Any true nation-state, worth its name, is ultimately built around some core sacred principles, among which are: the fundamental agreement to coalesce into nationhood, within a defined territorial space of people, who have agreed to form a union of either a unitary or federal state.
As in any arrangement, however, involving a lot of people, a settled guide must exist to arbitrate on what was agreed, who are the parties, where are the boundaries of individual rights, which structures constitute organs of institutional state and upon which values a nation-state stands.
Of course, what is agreed upon is the constitutional document, while the parties are the citizens of a country. The boundaries of individual rights is encapsulated in the fundamental human rights provisions, and other non justiciable rights principles, while the structures constituting organs of institutional state, represent the legal stipulations empowering the existence of the government itself. It necessarily carries all its arms, organs, and institutions of governance, complete with their byelaw. Once these documents are garnished with the systemic values of a nation, the outcome announces the constitution as the fundamental basic norm of a society.
Usually, that is the originating path for any nation, unfortunately for the colonially-created state like Nigeria, the first principle is either a forced commandment of the British hence citizens are ignorant of what was the agreement creating the state.
Since the Independence Constitution of 1960 is premised on certain basic none-negotiable principles, making Nigeria an indivisible and indissoluble entity, a union of federating regions or states, the concept of federalism has come to represent our innate, fundamental, objective of existence as a nation state, having similar beliefs, cultures and traditions.

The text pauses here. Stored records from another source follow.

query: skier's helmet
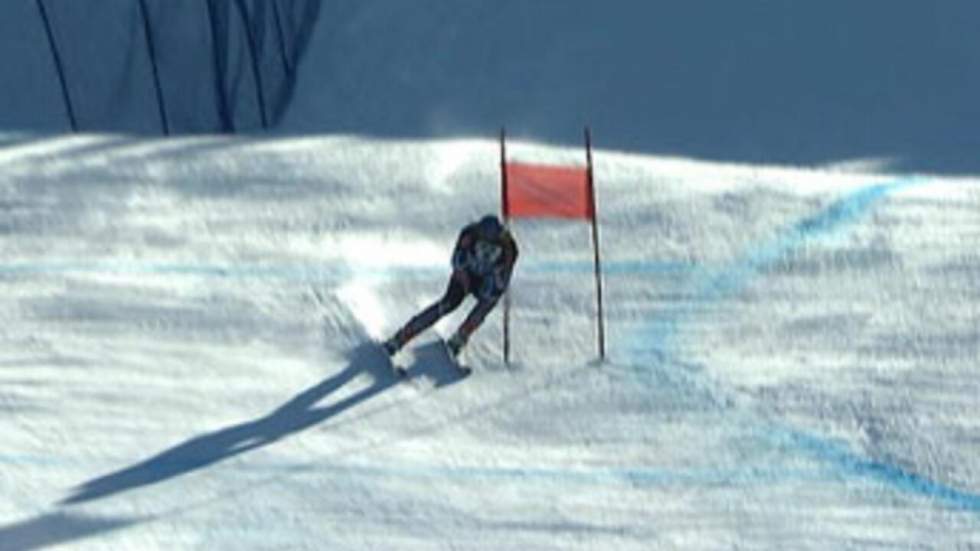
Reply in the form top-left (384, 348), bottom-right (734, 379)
top-left (476, 214), bottom-right (504, 240)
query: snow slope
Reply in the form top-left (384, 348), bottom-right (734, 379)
top-left (1, 133), bottom-right (979, 549)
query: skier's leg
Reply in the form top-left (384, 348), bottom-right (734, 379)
top-left (388, 273), bottom-right (468, 352)
top-left (447, 295), bottom-right (500, 354)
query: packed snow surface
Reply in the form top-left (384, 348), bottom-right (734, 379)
top-left (1, 133), bottom-right (979, 549)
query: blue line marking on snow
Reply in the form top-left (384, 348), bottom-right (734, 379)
top-left (0, 259), bottom-right (694, 281)
top-left (626, 177), bottom-right (980, 512)
top-left (626, 178), bottom-right (921, 358)
top-left (771, 429), bottom-right (980, 512)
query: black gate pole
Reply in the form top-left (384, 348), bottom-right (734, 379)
top-left (585, 126), bottom-right (605, 362)
top-left (500, 127), bottom-right (512, 366)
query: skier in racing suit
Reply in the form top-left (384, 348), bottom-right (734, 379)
top-left (383, 214), bottom-right (518, 358)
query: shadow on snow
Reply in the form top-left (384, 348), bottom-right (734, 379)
top-left (60, 340), bottom-right (466, 505)
top-left (0, 512), bottom-right (138, 551)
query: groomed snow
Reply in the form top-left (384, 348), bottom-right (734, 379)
top-left (1, 133), bottom-right (979, 549)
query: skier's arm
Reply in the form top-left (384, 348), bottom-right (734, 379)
top-left (479, 232), bottom-right (518, 300)
top-left (451, 226), bottom-right (477, 271)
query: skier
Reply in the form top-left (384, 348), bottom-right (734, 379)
top-left (383, 214), bottom-right (518, 360)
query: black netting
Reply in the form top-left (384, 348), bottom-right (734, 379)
top-left (40, 0), bottom-right (160, 133)
top-left (141, 0), bottom-right (223, 133)
top-left (0, 0), bottom-right (320, 134)
top-left (0, 1), bottom-right (69, 131)
top-left (206, 0), bottom-right (263, 132)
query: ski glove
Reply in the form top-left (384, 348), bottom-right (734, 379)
top-left (477, 277), bottom-right (497, 301)
top-left (477, 268), bottom-right (509, 301)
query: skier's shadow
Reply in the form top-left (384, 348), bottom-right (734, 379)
top-left (61, 341), bottom-right (400, 505)
top-left (398, 340), bottom-right (471, 388)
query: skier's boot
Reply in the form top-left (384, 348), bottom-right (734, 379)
top-left (446, 332), bottom-right (467, 359)
top-left (382, 335), bottom-right (402, 357)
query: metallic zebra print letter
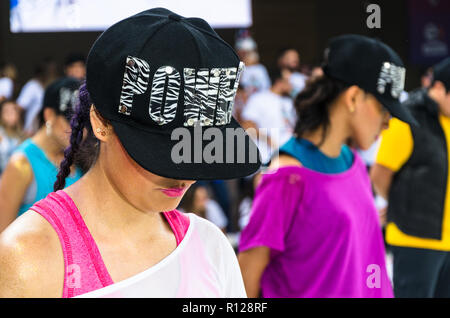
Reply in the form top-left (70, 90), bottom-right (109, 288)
top-left (183, 68), bottom-right (210, 126)
top-left (149, 66), bottom-right (181, 125)
top-left (215, 62), bottom-right (245, 125)
top-left (200, 68), bottom-right (221, 126)
top-left (118, 56), bottom-right (150, 116)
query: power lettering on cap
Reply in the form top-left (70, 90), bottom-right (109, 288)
top-left (377, 62), bottom-right (406, 99)
top-left (119, 56), bottom-right (150, 116)
top-left (118, 56), bottom-right (244, 126)
top-left (149, 66), bottom-right (181, 125)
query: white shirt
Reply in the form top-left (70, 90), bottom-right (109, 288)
top-left (290, 72), bottom-right (308, 95)
top-left (16, 79), bottom-right (44, 133)
top-left (240, 64), bottom-right (271, 95)
top-left (0, 77), bottom-right (14, 99)
top-left (241, 90), bottom-right (296, 163)
top-left (76, 214), bottom-right (247, 298)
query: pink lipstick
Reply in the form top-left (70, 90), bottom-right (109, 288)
top-left (160, 187), bottom-right (186, 197)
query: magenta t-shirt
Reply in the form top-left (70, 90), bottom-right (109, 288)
top-left (239, 152), bottom-right (393, 298)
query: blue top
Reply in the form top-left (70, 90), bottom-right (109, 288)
top-left (14, 139), bottom-right (83, 216)
top-left (278, 136), bottom-right (354, 174)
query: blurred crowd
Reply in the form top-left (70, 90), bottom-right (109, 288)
top-left (0, 32), bottom-right (436, 236)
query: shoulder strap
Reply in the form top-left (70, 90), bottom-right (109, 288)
top-left (163, 210), bottom-right (190, 246)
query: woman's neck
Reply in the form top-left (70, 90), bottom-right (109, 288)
top-left (31, 128), bottom-right (64, 163)
top-left (302, 107), bottom-right (351, 158)
top-left (66, 158), bottom-right (166, 240)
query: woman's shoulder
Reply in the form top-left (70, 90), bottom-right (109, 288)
top-left (0, 210), bottom-right (64, 297)
top-left (257, 154), bottom-right (304, 184)
top-left (269, 153), bottom-right (303, 169)
top-left (185, 213), bottom-right (228, 241)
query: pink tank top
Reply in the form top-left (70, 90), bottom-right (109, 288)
top-left (29, 190), bottom-right (190, 298)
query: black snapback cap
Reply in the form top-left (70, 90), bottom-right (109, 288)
top-left (43, 77), bottom-right (81, 121)
top-left (323, 34), bottom-right (417, 126)
top-left (86, 8), bottom-right (261, 180)
top-left (433, 57), bottom-right (450, 92)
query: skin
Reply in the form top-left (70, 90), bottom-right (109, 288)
top-left (0, 108), bottom-right (72, 232)
top-left (371, 80), bottom-right (450, 221)
top-left (0, 101), bottom-right (21, 132)
top-left (0, 105), bottom-right (195, 297)
top-left (238, 85), bottom-right (391, 298)
top-left (278, 49), bottom-right (300, 72)
top-left (240, 74), bottom-right (293, 150)
top-left (65, 62), bottom-right (86, 81)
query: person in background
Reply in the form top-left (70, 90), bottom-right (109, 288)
top-left (0, 63), bottom-right (18, 102)
top-left (16, 58), bottom-right (59, 136)
top-left (421, 67), bottom-right (434, 89)
top-left (309, 64), bottom-right (324, 81)
top-left (0, 77), bottom-right (83, 232)
top-left (277, 48), bottom-right (308, 98)
top-left (0, 100), bottom-right (24, 174)
top-left (64, 53), bottom-right (86, 81)
top-left (235, 30), bottom-right (271, 96)
top-left (371, 57), bottom-right (450, 298)
top-left (178, 183), bottom-right (228, 233)
top-left (238, 34), bottom-right (416, 298)
top-left (240, 68), bottom-right (296, 164)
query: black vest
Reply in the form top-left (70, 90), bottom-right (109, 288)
top-left (387, 89), bottom-right (448, 240)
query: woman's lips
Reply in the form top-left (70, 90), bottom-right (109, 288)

To each territorial, jurisdictional, unit are a set of laws, adopted from the primary custom of the areas, formulated into customary laws of the regional state. For the southern part of Nigeria, the customary law and Customary Courts came to guide persons contracting traditional marriages, and this was enshrined into the Matrimonial Causes Act.
For the northern part of Nigeria, the Shari’a Courts came into existence to administer Islamic Personal Law or more appropriately, Islamic family law, which is essentially dealing with issues of marriage, divorce, inheritance and endowment.
The framers of the constitution enacted a stipulation, which has been carried into the current arrangement as the Second Schedule Part 1Item Number 61 of the Constitution of the Federal Republic of Nigeria 1999, as Residual List giving states exclusive jurisdiction on all matters contained therein or in a lay man’s language, it is a constitutional stipulation which forbids the National Assembly from making laws on matters unique to the customary values of the people in both northern and southern Nigeria.
It was a unique arrangement authored by the founding fathers of the nation, specifically, for the likes of Sir, Ahmadu Bello the Sardauna of Sokoto. For him it was both a battle and a victory to achieve the basic minimum, that rather than have a full implementation of the Shari’a legal system, a Muslim in marriage, divorce, inheritance and endowment at lest had a set of guides which are a non-negotiable minima. of a set of Islamic laws.
But could the attempt at making a constitutional alteration on section 29(4)a & b, dealing with the renunciation of citizenship, not clash with the provisions of the Second Schedule of the 1999 Constitution?
The truth is that with the definition of full age as 18 years in Subsection 4(a), and with classifying a married woman to be of full age, as per Subsection 4(b), the Senate have cleverly made law on marriage, pegging the age of marriage at 18 years, and this is clearly outside the realm of their constitutionally enshrined powers of legislation, without altering the provisions of the Second schedule of the same constitution.
Yet, the controversy was needless in the first palce, because the subsection has always been there, rather, what happened was the attempt to remove Subsection 4(b), prescribing any married woman as of full age, despite the fact that the extant marriage laws had never set a minimum age for marriage in Nigeria.
Some would argue that despite the Second Schedule of the 1999 Constitution, the Child Rights Act was passed by the National Assembly, setting the minimum age of marriage to 18 years as the national average, but the truth is that, as in the United States of America, which has 18 years as a national average, that is not the end but a way station to the terminus in constitutional amendment. Thus, to enforce the law, national law must be domesticated, as more than 30 states in the United States have ages of consent that is less than the national average.
What this means is that, any effort at setting a minimum age for marriage would be constitutional, only in so far as it is undertaken by the Houses of Assembly that the constitution envisages as the custodians of customs for each of the federating states.
Such a pegging could also be legal under Shari’a law, since in Islam, marriage is a contract made proper only on the three conditions set by the Holy Qur’an, which are dowry, two witnesses and a Waliyy.
Just like any other contract, the parties could then create terms, and agree on them. To my mind, it is only under such a premise, that the state could congregate a communal Ijtihad, under each distinct State House of Assembly as custodians of custom, to determine whether such a state community desires a minimum age for marriage.
Mr. Suwaid, a constitutional attorney and community activist writes from Kano.